Someone just stopped by and dropped off a copy of the book Wizardry: Baseball’s All-time Greatest Fielders Revealed, by Michael Humphreys. I don’t have much to say about the topic–I did see Brooks Robinson play, but I don’t remember any fancy plays. I must have seen Mark Belanger but I don’t really recall. Ozzie Smith was cool but I saw only him on TV. The most impressive thing I ever saw live was Rickey Henderson stealing a base. The best thing about that was that everyone was expecting him to steal the base, and he still was able to do it. But that wasn’t fielding either.
Anyway, Humphreys was nice enough to give me a copy of his book, and since I can’t say much (I didn’t have it in me to study the formulas in detail, nor do I know enough to be able to evaluate them), I might as well say what I can say right away.
(Note: Humphreys replies to some of these questions in a comment.)
1. Near the beginning, Humphreys says that 10 runs are worth about 1 win. I’ve always been curious about Bill James’s Pythagorean projection, so let me try it out here. If a team scores 700 runs in 162 games, then an extra 10 runs is 710, and Bill James’s prediction is Games.Won/Games.Lost = (710/700)^2 = 1.029. Winning 1 extra game gives you an 82-80 record, for a ratio of 82/80=1.025. So that basically lines up.
There must be some more fundamental derivation, though. I don’t see where the square comes from in James’s model, and I don’t see where the 10 comes from in Humphreys. I mean, I can see where it can arise empirically–and the idea that 10 runs = 1 extra win is a good thing to know, partly because it seems like a surprise at first (my intuition would’ve been that 10 extra runs will win you a few extra games), but I feel like there’s some more fundamental relationship from which the 10:1 or Pythagorean relationship can be derived.

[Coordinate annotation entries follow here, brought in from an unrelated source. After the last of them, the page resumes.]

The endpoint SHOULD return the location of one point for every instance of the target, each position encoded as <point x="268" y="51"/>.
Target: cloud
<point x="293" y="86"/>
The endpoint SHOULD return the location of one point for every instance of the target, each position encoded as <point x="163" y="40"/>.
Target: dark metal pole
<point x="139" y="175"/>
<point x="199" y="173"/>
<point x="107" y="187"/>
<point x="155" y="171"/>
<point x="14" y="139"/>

2. As I understand it, Humphreys is proposing two methods to evaluate fielders:
- The full approach, given knowledge of where all the balls are hit when a player is in the field.
- The approximate approach using available available data.

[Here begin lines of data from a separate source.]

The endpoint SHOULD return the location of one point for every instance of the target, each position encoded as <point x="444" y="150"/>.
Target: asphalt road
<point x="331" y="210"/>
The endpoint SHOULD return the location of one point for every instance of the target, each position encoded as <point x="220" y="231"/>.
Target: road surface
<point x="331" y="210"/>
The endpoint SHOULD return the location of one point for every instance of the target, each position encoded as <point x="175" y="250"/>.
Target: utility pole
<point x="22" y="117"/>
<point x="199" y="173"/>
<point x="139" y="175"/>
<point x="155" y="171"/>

What I’m wondering is: Are there some simpler statistics that capture much of the substance of Humphreys’s more elaborate analysis? For example, Bill James has his A*B/C formula for evaluating offensive effectiveness. But there’s also on-base percentage and slugging average, both of which give a pretty good sense of what’s going on and serve as a bridge between the basic statistics (1B, 2B, 3B, BB, etc) and the ultimate goal of runs scored. Similarly, I think Humphreys would make many a baseball fan happy if he could give a sense of the meaning of some basic fielding statistics–not just fielding average but also #assists, #double plays, etc. One of my continuing struggles as an applied statistician is to move smoothly between data, model, and underlying substance. In this case, I think Humphreys would be providing a richer picture if he connected some of these dots. (One might say, perversely, that Bill James had an advantage of learning in public, as it were: instead of presenting a fully-formed method, he tried out different ideas each year, thus giving us a thicker understanding of batting and pitching statistics, on top of our already-developed intuition about doubles, triples, wins and losses, etc.)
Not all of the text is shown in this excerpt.